Upper Caste entrepreneurs resent the heavy regulatory burdens and the privileges lavished on corporations and the super-wealthy.
The Upper Caste also resents the Oligarchs and New Nobility who pay a lower percentage of their income in taxes. The Financial Aristocracy can work the tax system to report income as capital gains (a much lower rate than earned income) and use a vast cornucopia of tax breaks and subsidies to reduce their tax burden.
The wage-earning lower classes resent the Upper Caste and the Oligarchs for obvious reasons, but they also resent the State dependents, many of whom live better than those working one of America’s tens of millions of low-paid, few-benefits jobs.
You might expect State dependents to love their servitude, but they have reasons to resent the State as well. Dependency breeds resentment, and this is exacerbated by loads of paperwork (imposed to weed out fraud and scammers) and the general inadequacy of many state benefits.
Meanwhile, the state managers/technocrats and politicos live in the same bubbles as the New Nobility. (The Oligarchs live in a much more rarified bubble, of course.) For these Protected Few, the system works great for me so it must work great for everyone else. Alas, it only works for the top slice of American society which vigorously maintains the bubble separating it from the coarse realities of the bottom 80%.

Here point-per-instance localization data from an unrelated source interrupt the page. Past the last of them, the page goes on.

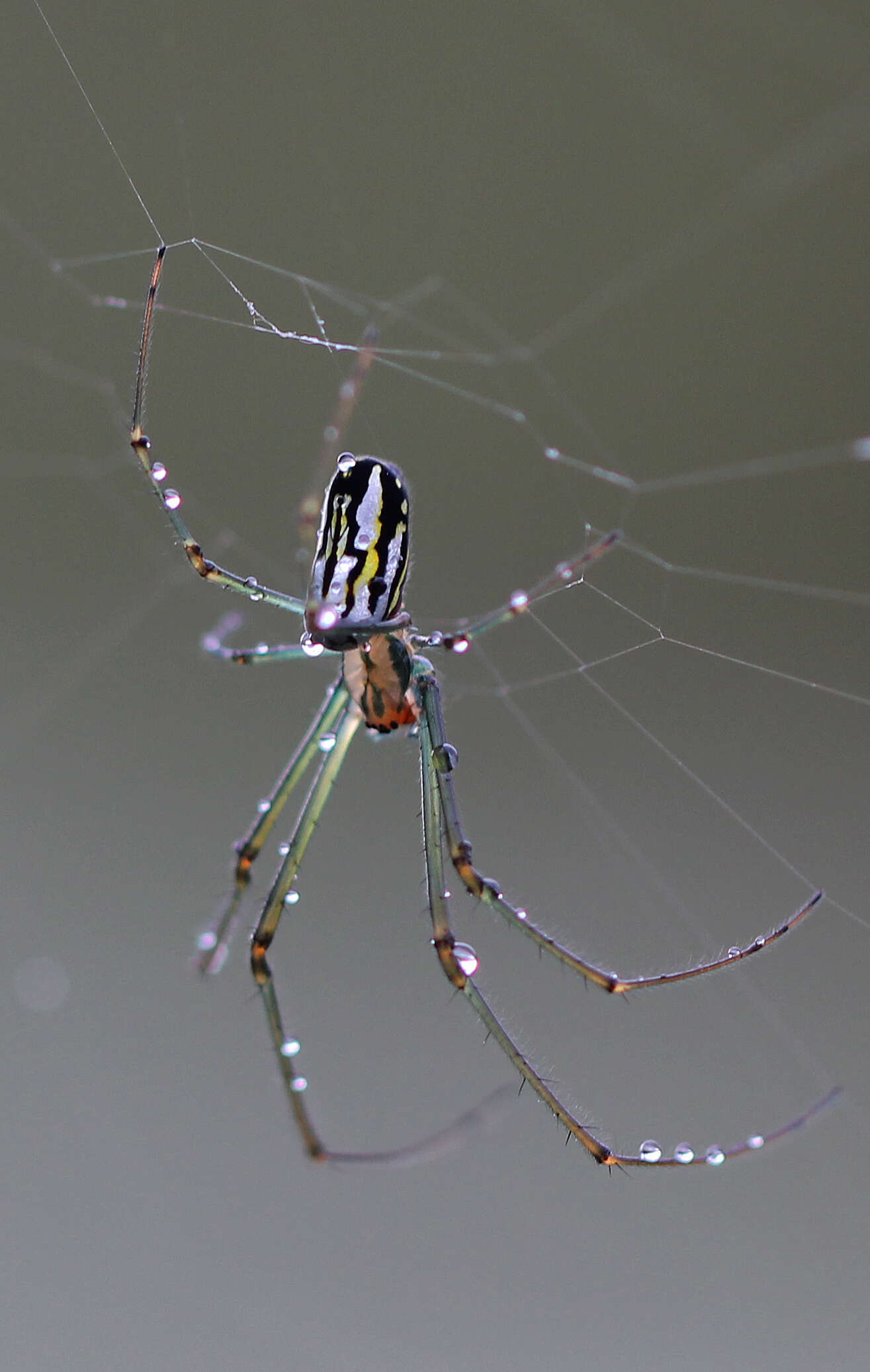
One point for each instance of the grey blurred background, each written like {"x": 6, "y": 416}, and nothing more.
{"x": 689, "y": 193}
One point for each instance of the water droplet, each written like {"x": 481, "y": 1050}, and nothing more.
{"x": 862, "y": 449}
{"x": 42, "y": 984}
{"x": 467, "y": 958}
{"x": 217, "y": 960}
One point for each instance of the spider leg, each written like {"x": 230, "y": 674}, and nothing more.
{"x": 169, "y": 498}
{"x": 332, "y": 435}
{"x": 214, "y": 644}
{"x": 456, "y": 958}
{"x": 490, "y": 893}
{"x": 339, "y": 711}
{"x": 214, "y": 944}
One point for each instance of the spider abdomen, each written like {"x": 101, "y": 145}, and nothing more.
{"x": 378, "y": 677}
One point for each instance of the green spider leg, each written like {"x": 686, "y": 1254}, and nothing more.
{"x": 458, "y": 961}
{"x": 214, "y": 944}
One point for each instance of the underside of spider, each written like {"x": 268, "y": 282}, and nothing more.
{"x": 355, "y": 607}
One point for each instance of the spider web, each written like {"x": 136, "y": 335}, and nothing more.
{"x": 659, "y": 762}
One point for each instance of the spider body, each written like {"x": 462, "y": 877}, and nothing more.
{"x": 355, "y": 608}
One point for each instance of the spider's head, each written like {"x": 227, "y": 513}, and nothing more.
{"x": 361, "y": 557}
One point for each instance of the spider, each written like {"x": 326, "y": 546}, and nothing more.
{"x": 355, "y": 608}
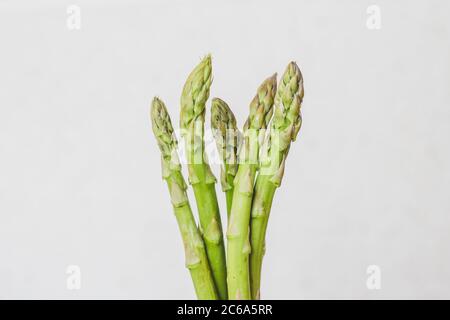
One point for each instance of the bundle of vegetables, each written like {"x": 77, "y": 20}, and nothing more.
{"x": 252, "y": 168}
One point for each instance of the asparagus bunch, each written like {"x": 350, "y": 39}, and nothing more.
{"x": 192, "y": 122}
{"x": 285, "y": 126}
{"x": 238, "y": 233}
{"x": 252, "y": 169}
{"x": 226, "y": 135}
{"x": 196, "y": 259}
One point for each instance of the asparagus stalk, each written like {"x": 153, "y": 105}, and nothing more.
{"x": 238, "y": 249}
{"x": 225, "y": 133}
{"x": 284, "y": 129}
{"x": 192, "y": 118}
{"x": 196, "y": 259}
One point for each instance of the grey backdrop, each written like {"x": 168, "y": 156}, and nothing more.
{"x": 367, "y": 182}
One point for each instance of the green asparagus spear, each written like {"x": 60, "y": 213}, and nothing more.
{"x": 196, "y": 259}
{"x": 238, "y": 249}
{"x": 225, "y": 133}
{"x": 284, "y": 129}
{"x": 192, "y": 118}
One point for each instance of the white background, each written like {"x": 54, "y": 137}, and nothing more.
{"x": 366, "y": 183}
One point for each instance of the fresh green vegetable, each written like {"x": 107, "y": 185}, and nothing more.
{"x": 192, "y": 119}
{"x": 284, "y": 129}
{"x": 238, "y": 248}
{"x": 223, "y": 124}
{"x": 196, "y": 259}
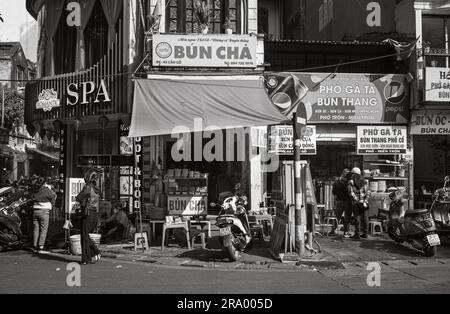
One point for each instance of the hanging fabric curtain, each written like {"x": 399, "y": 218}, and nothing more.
{"x": 181, "y": 104}
{"x": 87, "y": 6}
{"x": 51, "y": 14}
{"x": 112, "y": 10}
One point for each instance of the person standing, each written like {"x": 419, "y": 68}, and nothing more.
{"x": 359, "y": 192}
{"x": 44, "y": 199}
{"x": 88, "y": 199}
{"x": 343, "y": 200}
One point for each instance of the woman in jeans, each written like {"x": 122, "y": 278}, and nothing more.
{"x": 44, "y": 199}
{"x": 89, "y": 200}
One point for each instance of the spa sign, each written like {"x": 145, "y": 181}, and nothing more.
{"x": 437, "y": 84}
{"x": 198, "y": 50}
{"x": 386, "y": 140}
{"x": 342, "y": 97}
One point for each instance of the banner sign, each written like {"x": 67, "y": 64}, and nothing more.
{"x": 437, "y": 84}
{"x": 386, "y": 140}
{"x": 198, "y": 50}
{"x": 187, "y": 205}
{"x": 282, "y": 140}
{"x": 342, "y": 97}
{"x": 430, "y": 122}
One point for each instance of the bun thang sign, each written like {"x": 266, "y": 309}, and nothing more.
{"x": 198, "y": 50}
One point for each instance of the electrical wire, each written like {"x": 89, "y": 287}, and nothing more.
{"x": 248, "y": 73}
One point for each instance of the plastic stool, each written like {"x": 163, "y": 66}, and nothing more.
{"x": 373, "y": 225}
{"x": 331, "y": 221}
{"x": 202, "y": 238}
{"x": 168, "y": 226}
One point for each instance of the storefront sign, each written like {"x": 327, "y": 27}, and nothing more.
{"x": 386, "y": 140}
{"x": 87, "y": 90}
{"x": 137, "y": 187}
{"x": 47, "y": 100}
{"x": 187, "y": 205}
{"x": 198, "y": 50}
{"x": 282, "y": 140}
{"x": 342, "y": 98}
{"x": 4, "y": 136}
{"x": 437, "y": 84}
{"x": 430, "y": 123}
{"x": 73, "y": 188}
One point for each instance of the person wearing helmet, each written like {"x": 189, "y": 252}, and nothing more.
{"x": 359, "y": 194}
{"x": 88, "y": 200}
{"x": 44, "y": 199}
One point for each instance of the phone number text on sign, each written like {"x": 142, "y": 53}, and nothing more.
{"x": 387, "y": 140}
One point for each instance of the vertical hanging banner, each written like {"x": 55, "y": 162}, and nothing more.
{"x": 386, "y": 140}
{"x": 137, "y": 186}
{"x": 62, "y": 166}
{"x": 282, "y": 138}
{"x": 126, "y": 172}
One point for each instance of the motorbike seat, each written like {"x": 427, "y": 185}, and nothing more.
{"x": 415, "y": 212}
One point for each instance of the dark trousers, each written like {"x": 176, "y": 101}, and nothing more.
{"x": 362, "y": 218}
{"x": 88, "y": 247}
{"x": 344, "y": 207}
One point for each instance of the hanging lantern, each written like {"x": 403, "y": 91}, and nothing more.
{"x": 78, "y": 123}
{"x": 57, "y": 125}
{"x": 103, "y": 120}
{"x": 42, "y": 133}
{"x": 49, "y": 134}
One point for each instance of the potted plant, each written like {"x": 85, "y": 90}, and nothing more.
{"x": 227, "y": 26}
{"x": 202, "y": 15}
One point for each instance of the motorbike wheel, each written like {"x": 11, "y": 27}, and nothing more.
{"x": 232, "y": 253}
{"x": 393, "y": 235}
{"x": 430, "y": 251}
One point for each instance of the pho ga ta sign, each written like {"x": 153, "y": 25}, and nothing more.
{"x": 198, "y": 50}
{"x": 386, "y": 140}
{"x": 343, "y": 97}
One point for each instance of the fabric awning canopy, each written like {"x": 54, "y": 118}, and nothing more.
{"x": 171, "y": 104}
{"x": 49, "y": 155}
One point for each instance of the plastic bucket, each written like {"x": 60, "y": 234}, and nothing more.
{"x": 75, "y": 242}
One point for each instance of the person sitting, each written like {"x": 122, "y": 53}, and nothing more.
{"x": 115, "y": 226}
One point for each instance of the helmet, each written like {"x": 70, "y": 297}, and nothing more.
{"x": 91, "y": 176}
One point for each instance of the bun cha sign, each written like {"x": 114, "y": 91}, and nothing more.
{"x": 198, "y": 50}
{"x": 76, "y": 93}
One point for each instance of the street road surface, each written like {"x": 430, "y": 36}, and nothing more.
{"x": 21, "y": 272}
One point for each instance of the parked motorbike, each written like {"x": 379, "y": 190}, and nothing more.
{"x": 440, "y": 208}
{"x": 415, "y": 227}
{"x": 11, "y": 205}
{"x": 234, "y": 227}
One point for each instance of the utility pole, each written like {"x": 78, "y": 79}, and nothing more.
{"x": 300, "y": 223}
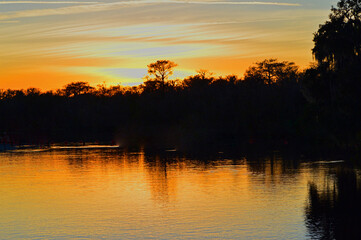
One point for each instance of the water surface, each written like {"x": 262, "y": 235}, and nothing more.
{"x": 106, "y": 193}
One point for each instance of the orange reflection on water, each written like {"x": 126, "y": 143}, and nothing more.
{"x": 94, "y": 193}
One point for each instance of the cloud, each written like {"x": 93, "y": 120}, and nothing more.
{"x": 99, "y": 6}
{"x": 234, "y": 3}
{"x": 44, "y": 2}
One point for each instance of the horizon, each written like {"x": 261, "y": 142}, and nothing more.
{"x": 48, "y": 44}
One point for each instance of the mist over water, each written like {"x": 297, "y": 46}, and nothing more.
{"x": 107, "y": 193}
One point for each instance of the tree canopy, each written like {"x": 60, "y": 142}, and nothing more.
{"x": 338, "y": 40}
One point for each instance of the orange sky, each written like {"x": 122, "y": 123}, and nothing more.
{"x": 47, "y": 44}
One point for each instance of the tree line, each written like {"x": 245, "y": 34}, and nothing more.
{"x": 273, "y": 104}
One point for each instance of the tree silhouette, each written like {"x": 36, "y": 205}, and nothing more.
{"x": 271, "y": 71}
{"x": 338, "y": 40}
{"x": 159, "y": 72}
{"x": 77, "y": 88}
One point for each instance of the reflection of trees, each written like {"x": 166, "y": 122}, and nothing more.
{"x": 334, "y": 208}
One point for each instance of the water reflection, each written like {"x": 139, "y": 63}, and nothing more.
{"x": 108, "y": 193}
{"x": 334, "y": 205}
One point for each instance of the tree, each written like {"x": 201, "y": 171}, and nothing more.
{"x": 160, "y": 71}
{"x": 338, "y": 40}
{"x": 271, "y": 71}
{"x": 77, "y": 88}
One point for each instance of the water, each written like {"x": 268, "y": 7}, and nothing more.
{"x": 93, "y": 193}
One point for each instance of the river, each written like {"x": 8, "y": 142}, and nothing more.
{"x": 106, "y": 193}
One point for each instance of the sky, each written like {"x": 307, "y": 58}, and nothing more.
{"x": 47, "y": 44}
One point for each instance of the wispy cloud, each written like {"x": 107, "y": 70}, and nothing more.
{"x": 45, "y": 2}
{"x": 99, "y": 6}
{"x": 232, "y": 3}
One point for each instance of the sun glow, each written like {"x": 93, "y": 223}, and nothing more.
{"x": 47, "y": 44}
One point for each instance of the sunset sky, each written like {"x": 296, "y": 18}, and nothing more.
{"x": 47, "y": 44}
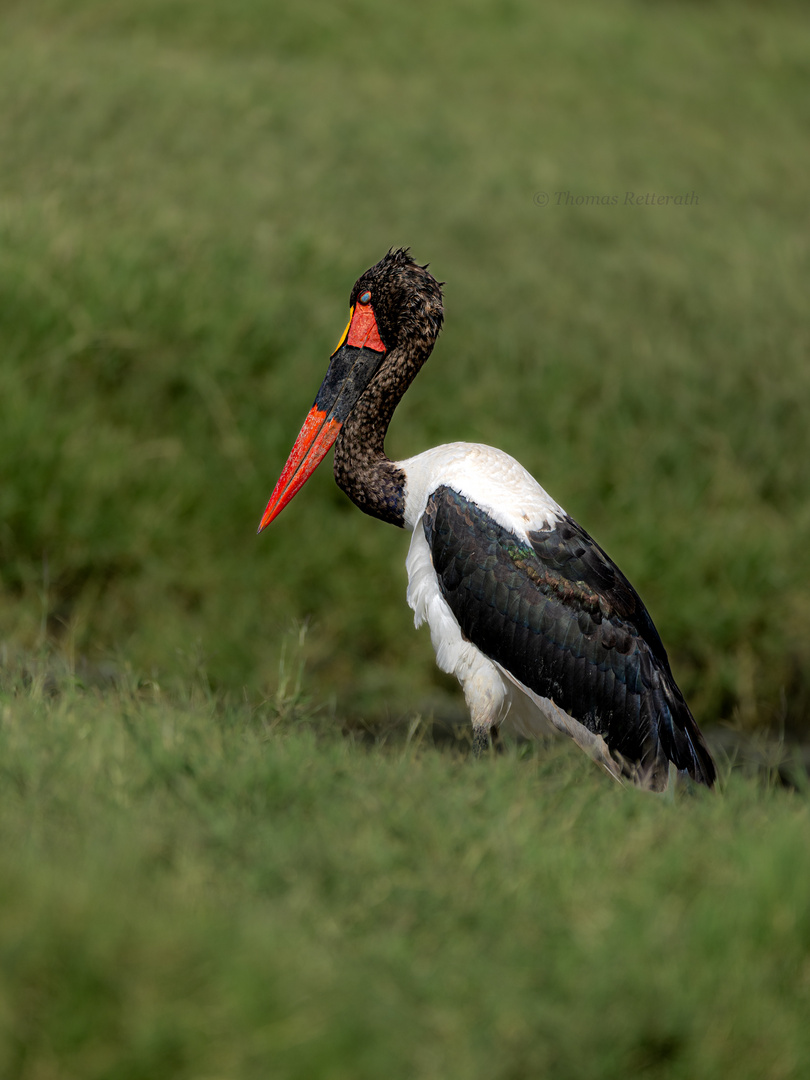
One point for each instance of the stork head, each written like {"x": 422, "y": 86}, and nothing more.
{"x": 394, "y": 312}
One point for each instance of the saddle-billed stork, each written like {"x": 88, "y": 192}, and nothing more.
{"x": 542, "y": 631}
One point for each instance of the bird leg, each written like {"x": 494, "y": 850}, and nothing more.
{"x": 486, "y": 738}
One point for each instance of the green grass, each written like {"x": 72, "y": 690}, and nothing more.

In summary, class wars are the inevitable result of an economic system in which anything goes if you’re rich enough and winners take most. While the working poor are recruited to fight and die in the Imperial Project, the super-wealthy focus on philanthro-capitalist foundations which are simply non-profit extensions of their for-profit power.
Social Mobility between classes has decayed, and people grasp this. Go ahead and do all the right things–borrow a fortune to get a college degree, build your resume with low-paying jobs working ridiculous hours, and so on, and eventually conclude you’re a precariat just like everyone else. Maybe a better paid precariat, or maybe a poorly paid precariat, but that narrow band is all the Financial Mobility you’re ever going to get.
The winners in this system are protected by the State, while the losers are stripmined by crushing taxes or humiliated by their abject dependence on the state. Even if they don’t understand the exact mechanisms of financial control–the Federal Reserve’s bag of tricks, for example–they understand the rich get richer and the state protects them from the lower classes.
The danger to the state is not who rebels but who opts out. Outright rebellion suits the state, as it can turn its monopoly on force on the citizenry. But when those keeping everything glued together have had enough and find a way to quit, the entire system starts unraveling in ways the state is powerless to stop.
If the Upper Caste starts opting out, the private sector loses its tax donkeys and managerial expertise. If what remains of the middle class opts out, what’s left of America’s civic glue disappears.
If the working poor opt out, the scut work required to provide the upper classes with their comforts will not get done. (Hey, Mr. State Bureaucrat and Mr. Financier, here’s a saw and a knife. Butcher your own meat.)
Those trapped in the lower reaches of America’s class system might decide to follow Johnny Paycheck and Take This Job And Shove It (2:31). Becoming a dependent of the State is looking better all the time.
State Nomenklatura managers/technocrats also have reasons to opt out. Their efforts to keep the whole thing glued together are not appreciated, for as I’ve noted here before, governing in an era of unraveling discord is no longer fun.
Conflicts within the upper reaches of the Deep State are also deepening as those seeking to extend the status quo regardless of cost are meeting resistance from camps who recognize the impossibility of maintaining the current trajectory of soaring inequality and the infinite demands of the Imperial Project.
There’s only so much inequality and unfairness an over-promised populace can bear, and America is well past that point.
To those who claim “people can’t afford to quit,” just watch. Those who’ve had enough will find a way to opt out. There’s plenty of woodwork to disappear into.